The United States, Britain, France, Germany, Sweden, Poland, Finland, Latvia and Lithuania signed the memorandum of understanding for the membership, and more countries are due to come on board in July.

Host Finland — a militarily nonaligned EU member — has an 800-mile border with Russia, which has been accused of mounting so-called hybrid campaigns in the Ukraine conflict as well as of interfering in the U.S. presidential election.

Russia has denied interfering in the vote.

The center will be based in Helsinki and will form a network of experts for the participating countries. A steering group is due to hold its first meeting Wednesday. It is expected to have a team of 10 people working there by later this year.

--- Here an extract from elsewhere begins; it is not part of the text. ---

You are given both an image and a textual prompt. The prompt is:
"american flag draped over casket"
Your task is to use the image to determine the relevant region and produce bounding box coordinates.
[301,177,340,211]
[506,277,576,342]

“The center is a real boost for the cooperation between the EU and NATO. … Hybrid activities have become a permanent part of the European security environment,” Finnish Foreign Minister Timo Soini told a news conference.

Finland last year voiced concern about what it sees as an intensifying propaganda attack against it by the Kremlin. Germany has also reported a rise in Russian disinformation campaigns and targeted cyberattacks.

Soini said the new center was aimed at raising awareness of hybrid threats and societies’ vulnerabilities that can be exploited in hybrid operations.

“The use of hybrid strategies puts the internal cohesion and resilience of our societies to the test,” he said. “What is needed in response is not only state, but societal resilience, a comprehensive approach to security.”

The annual budget of the center is initially about €1.5 million (U.S. $1.6 million), with Finland providing half the funding and the rest covered by members.